What are the 2 types if in vitro differentiation and how do they work.
Target cell types are defined by the expression of the right markers and functionality.
- 3D - remove signals that keep cells in an undifferentiated state. Grown in aggregates (leads to embryoid bodies in the presence or absence of signals - EBs contain many undifferentiated cell types. Advantages - recapitulates more accurately they embryonic environment. Disadvantages- Difficult to observe/dissect the roles of individual signals.
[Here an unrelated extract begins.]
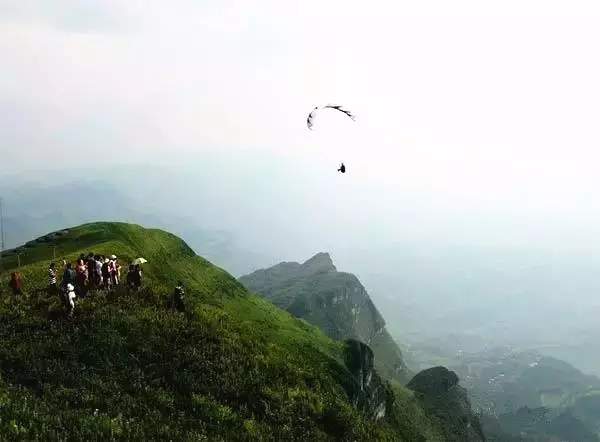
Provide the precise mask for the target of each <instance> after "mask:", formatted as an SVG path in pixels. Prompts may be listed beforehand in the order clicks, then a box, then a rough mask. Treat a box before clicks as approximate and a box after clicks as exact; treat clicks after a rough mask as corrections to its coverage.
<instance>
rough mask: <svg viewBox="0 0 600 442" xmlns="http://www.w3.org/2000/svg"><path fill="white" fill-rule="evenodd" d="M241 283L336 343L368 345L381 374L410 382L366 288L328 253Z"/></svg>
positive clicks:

- 2D/adherent - plays a defined number of cells on the right substrate/extracellular matrix. Remove signals that keep cells in an undifferentiated state. Grow in a defined medium with an appropriate amount of signals. Advantage: more tractable system (e.g. for live imaging), easier to test the role of specific signals. Disadvantages: loss of cell interactions that may occur in vivo
How does genetic ablation work?
Turn on a gene for nitroreductase, which is harmless to the cell on its own but makes them sensitive to a chemical (metronidiazole, so they die (you’re not ablating a gene, but using genes to ablate cells)
Explain how tunnel assays work and what they are used for.
Terminal deoxyribose transferase dUTP nick end labelling - Used to show that cells have gone through cell death. When cells go through apoptosis, they chop up their chromosomes into many small fragments. The DNA fragments is tagged at the end with Br (or other nucelotides) - and then an antibody specific to that nucleotide is used. Normal chromosomes only have a few ends so have low levels of fluorescence.
Describe another way other than Tunel assays that can be used to identify cell death.
Caspases are upregulated during apoptosis. Antibodies for caspases can be used as an alternative way to detect apoptosis.
What controls should you do for a western blot?
Positive and negative lysates (lysates from cells that are known for having/not having the protein you are detecting) - negative checks for non-specific binding and false positives. Loading controls - using antibodies for housekeeping genes to show that the level of lysate loaded is the same. Endogenous control lysate - loading a sample of the endogenous (non altered protein) when detecting a recombinant protein. Secondary antibody only controls - again to show non-specific binding.
What is the difference between a positive and negative control?
A positive control is when you expect a change. A negative control is when you expect no change.
How does a WST-1 assay work and what is it used to show?
The WST-1 assay protocol is based on the cleavage of the tetrazolium salt to formazan by cellular mitochondrial dehydrogenase. The amount of the dye generated by activity of dehydrogenase is directly proportional to the number of living cells.
How does CRISPR/Cas9 work and why is it used?
A guide RNA binds to a specific site on the DNA and tells the Cas9 enzyme where to cut. This enables you to cut out/add in a specific piece of DNA. DNA repair mechanisms then fix it. A precise and quick method of genetic engineering.